Education & Learning

White-fronted Chat

Sydney Olympic Park supports a small but regionally significant resident population of the White-fronted Chat Epthianura albifrons. It inhabits the Coastal Saltmarsh of the Newington Nature Reserve wetland, though sometimes forages amongst damp, grassy habitat in other precincts of the Park, as well as north of the Parramatta River in Ermington. Prior to site redevelopment, White-fronted Chats probably also utilised swampy wetlands that had developed over unremediated landfills.  

Description

The White-fronted Chat is a small bird (approximately 13cm in length). Males have distinctive black and white markings while females are are a duller, greyish-brown colour.

White-fronted Chats are insectivorous, and forage in small flocks for midges, kelp-flies, beetles and other insects.

The species has a wide distribution across coastal and inland southern Australia. It occurs in saltmarsh and other damp areas with low vegetation, such as swampy farmland, roadside verges and sometimes beaches, lake edges and mudflats.

Males and females form pairs to mate towards the end of winter. They build nests low to the ground, sometimes in loose colonies, but males usually defend a small nest-site territory. Only the female builds the nest (guarded closely by the male), but both sexes take equal roles in incubation and feeding of young. Clutch size is small (2-3 eggs), and reproductive success is low, with most losses due to predation.

Conservation significance

The White-fronted Chat has undergone decline over much of its range. In areas of high human population density, its decline is largely attributed to draining and filling of saltmarsh and other swampy areas for development such as housing, which has destroyed much of its habitat. Only two populations now remain in the Sydney region; one at Sydney Olympic Park and the other at Towra Point Nature Reserve, Botany Bay. Both are considered to be isolated, closed populations.

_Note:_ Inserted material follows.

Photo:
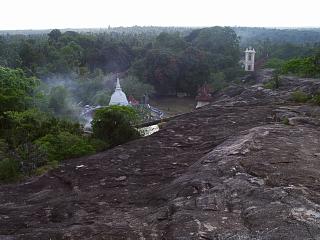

The White-fronted Chat is listed as a vulnerable species in NSW, and the two Sydney populations are collectively listed as endangered, under the Threatened Species Conservation Act 1995

Sydney Olympic Park's population was reported to comprise 60-100 birds in 1996, but targeted surveys indicate that the population has declined from 19 birds in 2005 to just 4 birds in 2010(all of which are males). This decline is likely to be a result of a combination of:

Given the current size of the population and the lack of females, it is likely that the White-fronted Chat will become locally extinct in the near future.

Management

Recent works to conserve and expand Coastal Saltmarsh have increased the area of suitable habitat for White-fronted Chats at Sydney Olympic Park.

Predator control programs are ongoing at the Park to reduce populations of foxes and other species that are likely to prey on White-fronted Chats.   

Disturbance to White-fronted Chat nests has been avoided by restricting management activities within the Coastal Saltmarsh of Newington Nature Reserve during their breeding season from late winter until late summer.